Branden Hill Sector is considered the “collegiate” sector of Bridgetown, as it is home to multiple colleges and universities, including Spender College, the arts and architecture campus of Bridgetown University, Kuhlmann University, and Longwood College of Pharmacology.  It is also home to a number of museums and cultural centers.  Most of its dwellings are relatively small apartment buildings, a handful of SROs, and a small number of apartment complexes.  The community of Branden Hill (colloquially called “Brandhillers”) have fully embraced its ‘cozy’ image, and have strived to keep the sector from becoming too gentrified.  Most of the towers and high rises are in eastside, which borders Main Street Sector.  Due to limited availability of homes and apartments, the cost of living in this sector can be expensive.  It is cheaper to live in the more suburban westside (bordering West Brandenville and Swope Heights).  Some live in nearby sectors while commuting here for work.

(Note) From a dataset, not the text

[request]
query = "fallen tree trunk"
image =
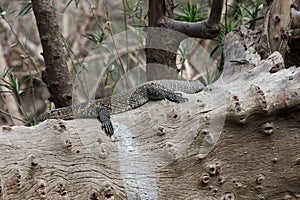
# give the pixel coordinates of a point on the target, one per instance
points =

Getting in and around BH is quick and easy; it contains three major subway branches and numerous shuttle paths.  A number of major thoroughfares run through the sector, including Baird Avenue, Krieger Avenue, Ormand Street, Shattuck Street, Guyton Street, Jamison Avenue, and Bridgetown Parkway.  Interstate 91 runs down its eastern border, with multiple access points.  Baird River Park is a greenbelt stretching all the way through the sector and is a local favorite on the weekends.  There are many shopping sections within the sector that provide wares and entertainment for its community.

The sector was named for the hill in the center of the sector, where BH Park now sits.  It was named after its original landowner, Joseph Branden.

The Branden Hill headquarters of the Alien Relations Unit is situated on the corner of Baird Avenue and Ormand Street, about a mile south of Branden Hill Park.  The headquarters building is one of the larger buildings in its neighborhood at eight stories, though its unassuming reniform shape and light color keeps it from being an eyesore.  The Unit is well-respected in this community.  Reporting here are agents Caren Johnson, Alec Poe, Sheila Kennedy, and Nick Slater; they are all reporting under Chief Inspector Dylan Farraway.  Christine Gorecki was a former agent here, though she has taken a leave of absence and is currently a registered soulhealer and private investigator.